Mismatch formazione/lavoro
A complicare il quadro, i circa 2 milioni di disoccupati in cerca di impiego e gli inattivi spesso non hanno le competenze richieste dalle aziende. È pur vero che nella maggior parte dei casi le scarse competenze sono concentrate nelle persone più vicine alla pensione, mentre i giovani hanno titoli di studio più alti, ma è altrettanto vero che, non sempre, al titolo corrisponde la preparazione necessaria alle aziende. «È un problema che viene denunciato da anni, si sta quasi cronicizzando – spiega Riccardo Giovani, direttore politiche lavoro di Confartigianato Imprese –. Le cause sono sempre le stesse, dalla denatalità al disallineamento delle competenze richieste dalle aziende e offerte dalla scuola. E resta l’ostracismo culturale delle famiglie soprattutto per le professioni tecniche». Si cercano vie per utilizzare al meglio la forza lavoro derivante dall’immigrazione, con percorsi ad hoc e di lingua e sono state fatte alcune sperimentazioni di scuole professionalizzanti in loco per importare competenze già formate. «Noi come Confartigianato abbiamo avuto esperienze degne di nota in scuole di mestieri in Etiopia, ma non possono essere lasciate alla buona volontà di pochi, devono cooperare le aziende, il mondo associativo e le istituzioni».
A caccia di Stem
Altri dati di rilievo emergono dalla ricerca condotta dall’ Osservatorio Stem “Rethink Ste(a)m education – A sustainable future through scientific, tech and humanistic skills” promosso da Fondazione Deloitte, da cui emerge che in Italia solo il 24,5% dei laureati è Stem e tra le laureate, solo il 15%. Deve essere poi tenuta in considerazione anche la componente settoriale. Nell’industria è occupato il 25% di lavoratori uomini, mentre le donne costituiscono solo il 12%. In contrasto al settore dei servizi – con esclusione del commercio e dell’ospitalità – dove il 68% degli occupati è donna. Questi squilibri andranno a pesare sui meccanismi di sostituzione. Molti dei ragazzi e delle ragazze intervistate rimangono intrappolati in vecchi stereotipi secondo cui le materie Stem sono più difficili e richiedono più tempo e risorse economiche. Persiste l’idea che siano materie non adatte a tutti e, secondo alcuni, non adatte alle ragazze: la ricerca evidenzia infatti che il 50% delle studentesse intervistate riconosce la presenza di stereotipi di genere che disincentivano le donne rispetto all’avvio di un percorso di studi in ambito Stem, mentre il dato scende al 24% se gli intervistati sono studenti maschi.

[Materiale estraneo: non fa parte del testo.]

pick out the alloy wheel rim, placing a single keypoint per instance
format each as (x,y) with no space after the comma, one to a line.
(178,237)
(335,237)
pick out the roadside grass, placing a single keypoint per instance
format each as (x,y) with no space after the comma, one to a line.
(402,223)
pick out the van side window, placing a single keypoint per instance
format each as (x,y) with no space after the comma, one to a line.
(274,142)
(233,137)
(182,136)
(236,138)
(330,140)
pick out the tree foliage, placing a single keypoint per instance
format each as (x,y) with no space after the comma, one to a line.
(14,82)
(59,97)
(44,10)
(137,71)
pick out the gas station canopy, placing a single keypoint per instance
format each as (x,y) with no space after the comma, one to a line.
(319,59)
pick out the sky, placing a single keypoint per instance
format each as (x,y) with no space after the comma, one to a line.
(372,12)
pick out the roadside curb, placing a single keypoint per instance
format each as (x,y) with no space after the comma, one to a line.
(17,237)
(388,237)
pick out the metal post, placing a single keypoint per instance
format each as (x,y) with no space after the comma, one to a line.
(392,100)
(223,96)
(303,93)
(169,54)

La riforma degli istituti tecnici e professionali
La politica un passo in avanti lo ha fatto varando la riforma degli istituti tecnici e professionali (L.99/2022) con l’obiettivo di adeguare continuamente i curricula degli studenti alle esigenze in termini di competenze del settore produttivo nazionale orientandoli anche verso le innovazioni introdotte dal Piano nazionale Industria 4.0, in un’ottica di sostenibilità ambientale. La riforma dei tecnici che partirà nel 2024 ridurrà i percorsi da cinque a quattro anni più due anni negli ITS. Punta a rafforzare nei tecnici le competenze Stem, offrire tempi scuola più flessibili, un patto di rete tra gli attori del territorio e un’apertura all’internazionalizzazione. Anche gli istituti professionali saranno coinvolti nel processo di internazionalizzazione, puntando sulla individualizzazione dei percorsi. Una riforma che richiederà docenti ri-formati per stare al passo con le nuove esigenze della scuola.